Pamiętam to zdjęcie: siedzę przy kuchennym stole, jem rolki i płaczę. Czuję smak, żuję jedzenie i połykam, ale nawet nie wraca
Wygląda na to, że po szpitalu i przebiegu kroplomierzy stało się to trochę łatwiejsze, ale normalnie nie zacząłem jeść. Środek przeciwwymiotny pomagał co drugi raz lub wcale mu nie pomagał - najwyraźniej rozwinął się uzależnienie. Stopniowo znalazłem kilka pokarmów, które mogłem zjeść rano: jedno jabłko i dwa świeże ogórki, które mój mąż przeciął i położył do łóżka. Najważniejsze - zimno. To jedzenie wystarczyło do następnego dnia. Potem porcje zaczęły rosnąć, posiłki - częściej, wymioty - mniej. Nadal czułem się źle i wiele płakałem z powodu zmęczenia i wyczerpania moralnego, ale już wierzyłem, że mogę sobie poradzić i toksykoza ustąpi. Czytałem, że zwykle „odpuszczam” w drugim trymestrze i wykreśliłem dni w kalendarzu. Dokładnie szesnaście tygodni uświadomiłem sobie, że jestem gotów zjeść naleśnik. Jadłem - i nic się nie stało. Puszczam. Zacząłem przybierać na wadze, chodzić przez piętnaście minut dziennie (w każdej wymianie trzymałem torbę w każdej wymianie), a nawet wróciłem do pracy nad freelancingiem. Oczywiście drugi i trzeci trymestr mają również własne trudności, zwłaszcza pod koniec ciąży, ale po doświadczeniu wydaje się, że cała ta zgaga i kopnięcia w żebra są niczym. Wkrótce pojawi się mały człowiek, dla którego musisz być najsilniejszą i najszczęśliwszą kobietą na świecie - i mogę z całą pewnością powiedzieć, że jestem gotowa być nią. Ale bez torby z domu nie wychodzę.

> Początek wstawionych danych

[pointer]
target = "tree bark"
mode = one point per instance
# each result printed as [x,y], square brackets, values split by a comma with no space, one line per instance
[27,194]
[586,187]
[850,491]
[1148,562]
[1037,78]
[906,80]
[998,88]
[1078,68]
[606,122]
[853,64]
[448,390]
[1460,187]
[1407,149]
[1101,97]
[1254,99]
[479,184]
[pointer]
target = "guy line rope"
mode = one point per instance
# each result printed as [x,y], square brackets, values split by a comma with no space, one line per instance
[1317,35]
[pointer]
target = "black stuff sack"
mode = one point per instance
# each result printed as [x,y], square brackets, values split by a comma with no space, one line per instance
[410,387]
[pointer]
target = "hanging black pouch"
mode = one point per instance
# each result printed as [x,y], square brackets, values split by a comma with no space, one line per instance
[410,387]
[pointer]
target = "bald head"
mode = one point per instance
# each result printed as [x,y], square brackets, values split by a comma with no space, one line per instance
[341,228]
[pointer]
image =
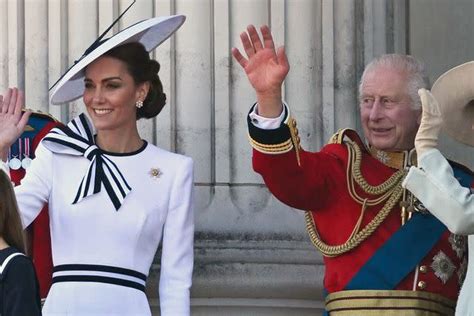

We wczesnym okresie nie mówiłem nikomu o mojej ciąży, z wyjątkiem mojego męża i matki. Nie dlatego, że jest przesądny, ale dlatego, że zrozumiała, że sprawy nie idą zbyt dobrze. W każdej chwili mogło się skończyć, a co najmniej chciałbym porozmawiać o poronieniu. Dlatego wszyscy dowiedzieli się o mojej sytuacji dopiero w drugim trymestrze ciąży, kiedy wszystko już się skończyło. Ogólnie rzecz biorąc, okazało się to dobrym rozwiązaniem: nikt nie przejmował się ciągłymi pytaniami z serii „Cóż?”, Moi krewni żyli w ignorancji i niczego nie podejrzewali. Mąż był zawsze tam i po kilku tygodniach czekamy na poród partnera.